Giovedì 27 ottobre, ore 21
(Wild Hungary – A water wonderland)
di Zoltán Török – Produzione: Azara Film in associazione con NDR Naturfilm / Studio Hamburg DocLights per NDR, BR, ARTE – Ungheria / Germania– Durata: 51 min. –Area trattata: Parchi Nazionali Duna-Dráva, Hortobágy e Balatonfelvidéki, Ungheria
Premio “Regione Lombardia” per il miglior film nell’Unione Europea
L’ambiente dell’Ungheria, paese dalla caretteristiche uniche in Europa, è influenzato dai ritmi dei suoi fiumi. Aquile reali, lontre ed enormi pesci gatto condividono gli habitat delle zone umide con molte altre specie che vivono, spesso innoservate, a contatto con gli uomini. Tutti gli abitatori di questo paese hanno imparato a convivere con l’alternanza di piene e siccità. Il documentario racconta la loro storia, mostrando anche dei comportamenti della fauna, come la danza dei cervi e i pesci gatto che svernano, mai filmati prima d’ora.
di Massimiliano Sbrolla e Paolo Aralla– Produzione: Roberto Dall’Angelo, SD Cinematografica – Italia 2010 - Durata: 52 min. - Area trattata: Parco Nazionale del Karakorum Centrale, Pakistan
I ghiacciai sono degli indicatori affidabili sui cambiamenti climatici ed ambientali che si stanno verificando a livello globale. Cento anni dopo la spedizione scientifica e alpinistica del Duca degli Abruzzi sul ghiacciaio del Baltoro, nel Karakorum, un gruppo di ricercatori e fotografi ne ripercorrono le tracce. La loro missione è quella di effettuare accurate analisi climatologiche e nel contempo realizzare un archivio di immagini sulle trasformazioni del ghiacciaio e dell’ambiente in genere nel corso dell’ultimo secolo.

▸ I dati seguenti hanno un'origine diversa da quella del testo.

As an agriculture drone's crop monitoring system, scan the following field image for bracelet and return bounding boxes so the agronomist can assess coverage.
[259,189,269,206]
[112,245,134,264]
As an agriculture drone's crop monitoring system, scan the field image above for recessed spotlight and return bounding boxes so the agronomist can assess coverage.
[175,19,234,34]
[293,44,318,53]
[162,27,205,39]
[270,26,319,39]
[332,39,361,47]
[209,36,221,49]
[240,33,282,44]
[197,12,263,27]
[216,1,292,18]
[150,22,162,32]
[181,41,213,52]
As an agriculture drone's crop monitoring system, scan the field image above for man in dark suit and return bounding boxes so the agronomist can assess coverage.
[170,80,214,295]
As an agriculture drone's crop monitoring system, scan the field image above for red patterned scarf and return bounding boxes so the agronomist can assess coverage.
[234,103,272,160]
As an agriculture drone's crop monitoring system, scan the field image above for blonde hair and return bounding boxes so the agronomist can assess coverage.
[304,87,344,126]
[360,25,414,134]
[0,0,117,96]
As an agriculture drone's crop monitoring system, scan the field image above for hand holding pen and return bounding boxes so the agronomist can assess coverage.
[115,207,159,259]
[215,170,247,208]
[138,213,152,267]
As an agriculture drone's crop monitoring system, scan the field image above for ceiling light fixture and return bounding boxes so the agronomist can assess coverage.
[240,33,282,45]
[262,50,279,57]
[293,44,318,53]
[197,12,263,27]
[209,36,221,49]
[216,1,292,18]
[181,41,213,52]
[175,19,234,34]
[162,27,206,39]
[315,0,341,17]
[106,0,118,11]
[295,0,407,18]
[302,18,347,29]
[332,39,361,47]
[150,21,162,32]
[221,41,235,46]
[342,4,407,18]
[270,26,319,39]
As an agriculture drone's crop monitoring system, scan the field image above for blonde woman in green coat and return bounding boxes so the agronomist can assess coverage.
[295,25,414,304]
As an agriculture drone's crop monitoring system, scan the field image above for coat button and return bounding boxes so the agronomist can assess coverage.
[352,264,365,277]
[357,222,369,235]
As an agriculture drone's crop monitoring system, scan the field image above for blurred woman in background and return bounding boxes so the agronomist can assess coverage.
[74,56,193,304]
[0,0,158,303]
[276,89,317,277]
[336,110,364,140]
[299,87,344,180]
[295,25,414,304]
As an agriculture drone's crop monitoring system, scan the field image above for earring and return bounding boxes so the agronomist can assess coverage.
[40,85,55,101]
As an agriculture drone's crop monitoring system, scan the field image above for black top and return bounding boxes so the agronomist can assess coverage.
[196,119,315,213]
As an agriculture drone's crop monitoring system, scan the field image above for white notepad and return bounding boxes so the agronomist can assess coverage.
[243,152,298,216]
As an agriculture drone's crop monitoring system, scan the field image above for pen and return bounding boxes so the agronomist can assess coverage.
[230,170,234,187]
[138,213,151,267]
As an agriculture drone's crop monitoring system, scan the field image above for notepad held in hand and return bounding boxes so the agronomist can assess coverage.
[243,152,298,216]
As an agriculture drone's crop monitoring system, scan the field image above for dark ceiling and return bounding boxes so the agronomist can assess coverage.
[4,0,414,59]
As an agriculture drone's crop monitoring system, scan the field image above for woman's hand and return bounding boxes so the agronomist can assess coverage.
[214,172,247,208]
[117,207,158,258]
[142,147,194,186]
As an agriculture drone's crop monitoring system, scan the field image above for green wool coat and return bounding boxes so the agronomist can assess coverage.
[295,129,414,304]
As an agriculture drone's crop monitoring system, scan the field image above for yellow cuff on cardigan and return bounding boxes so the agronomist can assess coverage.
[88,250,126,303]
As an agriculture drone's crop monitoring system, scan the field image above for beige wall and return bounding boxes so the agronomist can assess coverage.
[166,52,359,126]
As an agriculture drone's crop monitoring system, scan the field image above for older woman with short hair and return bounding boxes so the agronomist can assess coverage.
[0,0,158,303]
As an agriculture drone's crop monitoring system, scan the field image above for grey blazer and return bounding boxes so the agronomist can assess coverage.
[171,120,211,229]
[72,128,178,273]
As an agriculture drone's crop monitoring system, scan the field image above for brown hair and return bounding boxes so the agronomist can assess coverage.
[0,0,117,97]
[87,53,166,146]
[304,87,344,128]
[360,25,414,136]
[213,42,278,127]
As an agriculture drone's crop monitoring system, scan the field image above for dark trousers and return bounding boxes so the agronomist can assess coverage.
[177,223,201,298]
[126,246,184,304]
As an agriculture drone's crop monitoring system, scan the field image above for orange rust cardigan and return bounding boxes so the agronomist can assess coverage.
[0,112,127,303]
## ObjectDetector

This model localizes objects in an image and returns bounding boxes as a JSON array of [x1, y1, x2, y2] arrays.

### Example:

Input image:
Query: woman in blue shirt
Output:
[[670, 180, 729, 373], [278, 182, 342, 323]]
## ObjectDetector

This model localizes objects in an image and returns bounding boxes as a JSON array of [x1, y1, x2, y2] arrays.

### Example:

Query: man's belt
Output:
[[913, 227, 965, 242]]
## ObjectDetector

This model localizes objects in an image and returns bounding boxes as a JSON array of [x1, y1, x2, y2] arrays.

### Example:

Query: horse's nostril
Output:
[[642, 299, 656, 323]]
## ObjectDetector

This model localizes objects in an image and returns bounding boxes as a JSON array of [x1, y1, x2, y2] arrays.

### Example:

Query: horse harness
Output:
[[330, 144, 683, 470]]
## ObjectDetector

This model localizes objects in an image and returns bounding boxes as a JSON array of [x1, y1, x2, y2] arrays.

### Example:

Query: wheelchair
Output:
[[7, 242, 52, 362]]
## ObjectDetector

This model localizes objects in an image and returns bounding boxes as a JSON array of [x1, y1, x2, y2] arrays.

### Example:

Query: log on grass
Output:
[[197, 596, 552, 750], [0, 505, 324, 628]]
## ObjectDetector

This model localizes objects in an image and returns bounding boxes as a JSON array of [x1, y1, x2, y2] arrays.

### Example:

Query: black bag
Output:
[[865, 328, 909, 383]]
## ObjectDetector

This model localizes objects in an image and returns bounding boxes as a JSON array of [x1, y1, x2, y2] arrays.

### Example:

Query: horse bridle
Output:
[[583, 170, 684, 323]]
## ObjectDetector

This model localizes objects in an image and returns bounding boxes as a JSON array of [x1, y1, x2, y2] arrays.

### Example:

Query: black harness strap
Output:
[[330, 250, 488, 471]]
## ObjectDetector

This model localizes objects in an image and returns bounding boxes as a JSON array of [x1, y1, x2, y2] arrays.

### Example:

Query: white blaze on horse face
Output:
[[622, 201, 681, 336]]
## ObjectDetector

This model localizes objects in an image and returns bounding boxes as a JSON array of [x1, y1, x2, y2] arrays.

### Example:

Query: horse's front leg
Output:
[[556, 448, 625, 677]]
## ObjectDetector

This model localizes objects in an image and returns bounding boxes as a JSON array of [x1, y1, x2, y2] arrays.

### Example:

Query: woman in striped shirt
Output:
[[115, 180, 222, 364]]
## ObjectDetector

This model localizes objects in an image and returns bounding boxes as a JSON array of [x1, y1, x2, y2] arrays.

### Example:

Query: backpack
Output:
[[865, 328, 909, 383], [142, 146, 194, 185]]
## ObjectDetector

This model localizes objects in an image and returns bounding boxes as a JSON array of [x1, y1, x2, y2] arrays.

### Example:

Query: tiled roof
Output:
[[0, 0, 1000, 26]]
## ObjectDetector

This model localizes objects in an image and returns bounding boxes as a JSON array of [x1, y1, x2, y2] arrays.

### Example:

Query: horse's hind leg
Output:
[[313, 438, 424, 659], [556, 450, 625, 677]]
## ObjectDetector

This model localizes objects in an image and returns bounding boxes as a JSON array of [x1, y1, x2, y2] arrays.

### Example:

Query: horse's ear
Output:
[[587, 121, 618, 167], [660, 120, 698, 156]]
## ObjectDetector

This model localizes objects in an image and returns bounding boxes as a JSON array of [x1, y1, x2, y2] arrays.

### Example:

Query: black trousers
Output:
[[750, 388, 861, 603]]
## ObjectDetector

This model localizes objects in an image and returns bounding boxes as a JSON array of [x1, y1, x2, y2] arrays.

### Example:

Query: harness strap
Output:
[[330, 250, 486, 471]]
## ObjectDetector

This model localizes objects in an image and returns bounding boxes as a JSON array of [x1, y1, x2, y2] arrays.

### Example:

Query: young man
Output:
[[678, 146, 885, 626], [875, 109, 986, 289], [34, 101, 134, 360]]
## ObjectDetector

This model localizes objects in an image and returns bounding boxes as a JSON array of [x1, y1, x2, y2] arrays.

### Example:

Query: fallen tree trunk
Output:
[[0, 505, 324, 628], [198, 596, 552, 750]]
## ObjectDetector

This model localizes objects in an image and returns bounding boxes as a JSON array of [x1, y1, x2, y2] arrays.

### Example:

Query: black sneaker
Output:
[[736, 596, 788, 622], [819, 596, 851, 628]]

Venerdì 28 ottobre, ore 21.15
(Out of the Ashes)
di Dione Gilmore – Produzione: Tony Wright, December Films – Australia 2010 – Durata: 54 min. - Aree trattata: Parchi Nazionali Dandenong e Kinglake, Sherbrook Unit, Victoria, Australia
Primo premio “Città di Sondrio”
Il 7 febbraio 2009 devastanti incendi boschivi lacerarono lo Stato di Victoria, in Australia e incenerirono intere fasce di foresta vergine, insieme alla fauna. Ma contro ogni previsione, ci furono dei sopravvissuti Il documentario prende in esame gli incendi e il recupero dell’ambiente naturale nei 12 mesi successivi, attraverso le esperienze delle persone coinvolte. E’ una cronaca della rigenerazione delle piante e degli animali nativi: dai primi nuovi germogli degli eucalipti, alla guarigione di animali feriti e in pericolo di estinzione e al loro ritorno in natura. E’ la storia di come la natura sia risorta dalle ceneri.
UN’ISOLA NEL CIELO
(Sky Island)
di John Grabowska – Voce narrante: Meryl Streep - Produzione: John Grabowska, United States National Park – Stati Uniti 2010 – Durata: 28 min. - Aree trattate: Bandelier National Monument, Valles Caldera National Preserve, Santa Fe National Forest, New Mexico, Stati Uniti
Nel New Mexico settentrionale, una catena di montagne si erge da un altopiano desertico, è un territorio aspro e selvaggio. Le montagne Jemez di origine vulcanica, sono isolate da tutte le altre catene montuose, sono un’isola nel cielo, circondata da un mare di deserto. Il documentario mostra questo ambiente incantevole ed il ruolo di noi uomini in esso, insieme ai drammatici effetti dei cambiamenti climatici che stanno già trasformando il deserto e gli ecosistemi montani.